The energy industry is just starting to tap the natural gas and so-called wet gases of Ohio’s Utica shale. The energy industry has been fracking the Marcellus shale in Pennsylvania, New York and parts of Ohio for natural gas; the fracking in the region and other parts of the nation has driven down natural gas prices to historically low levels.

Shale gas and oil are not a short-term phenomenon, said Marianne Kah, chief economist for energy giant Conoco-
Phillips.

Major shift

The new shale-fracking technology has allowed the United States to surpass Russia as the world’s largest natural gas producer, she said. The United States basically went from having no shale energy in the early 2000s to producing a glut now, she said.

U.S. shale energy also improves the nation’s security and offers environmental benefits, Kah said. Shale is all over the United States, she said.

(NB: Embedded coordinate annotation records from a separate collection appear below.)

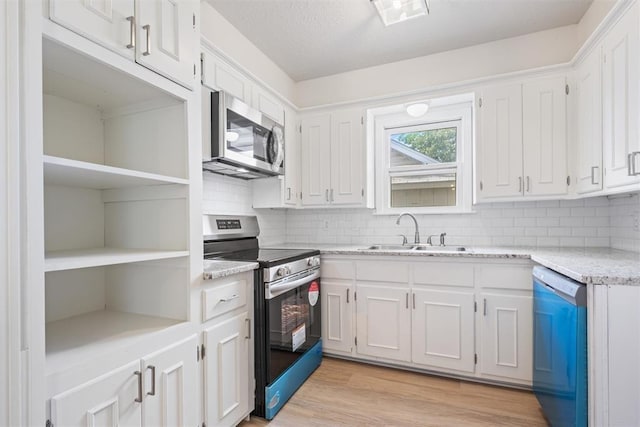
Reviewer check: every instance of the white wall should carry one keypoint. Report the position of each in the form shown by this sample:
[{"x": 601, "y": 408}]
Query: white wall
[
  {"x": 231, "y": 196},
  {"x": 534, "y": 50},
  {"x": 224, "y": 36},
  {"x": 625, "y": 212},
  {"x": 592, "y": 18}
]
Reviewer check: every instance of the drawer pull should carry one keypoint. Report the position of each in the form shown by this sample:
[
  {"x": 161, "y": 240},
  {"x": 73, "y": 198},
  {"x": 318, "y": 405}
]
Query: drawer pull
[
  {"x": 248, "y": 321},
  {"x": 232, "y": 297},
  {"x": 153, "y": 380},
  {"x": 139, "y": 375},
  {"x": 147, "y": 28},
  {"x": 132, "y": 30}
]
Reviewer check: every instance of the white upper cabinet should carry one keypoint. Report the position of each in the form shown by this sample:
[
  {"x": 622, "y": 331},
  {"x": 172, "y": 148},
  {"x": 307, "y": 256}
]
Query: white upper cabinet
[
  {"x": 333, "y": 159},
  {"x": 523, "y": 140},
  {"x": 218, "y": 75},
  {"x": 167, "y": 38},
  {"x": 443, "y": 329},
  {"x": 347, "y": 158},
  {"x": 109, "y": 23},
  {"x": 315, "y": 165},
  {"x": 268, "y": 105},
  {"x": 544, "y": 136},
  {"x": 500, "y": 149},
  {"x": 161, "y": 35},
  {"x": 587, "y": 124},
  {"x": 621, "y": 93}
]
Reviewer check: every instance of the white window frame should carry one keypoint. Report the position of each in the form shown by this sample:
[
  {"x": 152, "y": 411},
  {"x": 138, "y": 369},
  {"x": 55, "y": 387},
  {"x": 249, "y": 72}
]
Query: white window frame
[{"x": 443, "y": 116}]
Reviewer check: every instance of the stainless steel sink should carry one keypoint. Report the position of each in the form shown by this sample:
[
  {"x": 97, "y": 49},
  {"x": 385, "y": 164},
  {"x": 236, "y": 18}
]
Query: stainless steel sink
[
  {"x": 390, "y": 248},
  {"x": 418, "y": 248},
  {"x": 424, "y": 248}
]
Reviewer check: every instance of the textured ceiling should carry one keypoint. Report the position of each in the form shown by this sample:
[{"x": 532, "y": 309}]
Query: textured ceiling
[{"x": 314, "y": 38}]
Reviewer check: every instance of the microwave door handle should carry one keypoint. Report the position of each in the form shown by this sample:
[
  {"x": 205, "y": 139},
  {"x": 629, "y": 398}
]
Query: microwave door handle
[{"x": 281, "y": 288}]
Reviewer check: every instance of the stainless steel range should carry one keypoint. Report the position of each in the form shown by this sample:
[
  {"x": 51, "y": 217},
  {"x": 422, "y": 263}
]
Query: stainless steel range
[{"x": 287, "y": 328}]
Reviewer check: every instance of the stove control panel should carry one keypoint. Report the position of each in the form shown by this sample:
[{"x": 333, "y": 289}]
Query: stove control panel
[{"x": 283, "y": 271}]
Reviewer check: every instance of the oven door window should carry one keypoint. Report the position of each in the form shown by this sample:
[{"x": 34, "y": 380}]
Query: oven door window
[
  {"x": 246, "y": 137},
  {"x": 294, "y": 326}
]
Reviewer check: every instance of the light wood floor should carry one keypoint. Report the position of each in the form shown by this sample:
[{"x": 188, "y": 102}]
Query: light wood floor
[{"x": 342, "y": 393}]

“This is a big deal,” she said. People need to keep in mind that the industry is just learning how to get liquids out of the shale as well, she said.

“The shale gas story is huge. We really do believe that this is game changing, not just for the energy sector, not just for energy policy, but for manufacturing, specifically domestic manufacturing,” said Robert McCutcheon, managing partner of the Pittsburgh office of PriceWaterhouseCooper.

The impact of an abundance of low-cost energy goes beyond the energy industry, he said. The impact remains true even if the amount of shale gas and oil ends up being on the low end of industry and government projections, he said. Shale energy must be extracted in an environmentally safe way, he said.

McCutcheon co-authored a report last December that forecast as many as 1 million manufacturing jobs could be created by 2025 through low-cost shale energy.

The chemicals industry, for instance, uses natural gas as a feedstock and not just for energy, he said. The low cost of the fracked gas makes it more attractive for the industry to build plants that turn gas into the materials it needs, he said.

Steel mills, for example, will be able to use new technologies instead of more energy-intensive blast furnaces and electric arc furnaces, he said.

The shale energy boom is one element of a larger story about the resurgence of domestic manufacturing, he said.

“This is a good story to tell,” McCutcheon said. “As manufacturers, as industrial product companies, you have a significant stake in the shale gas story.”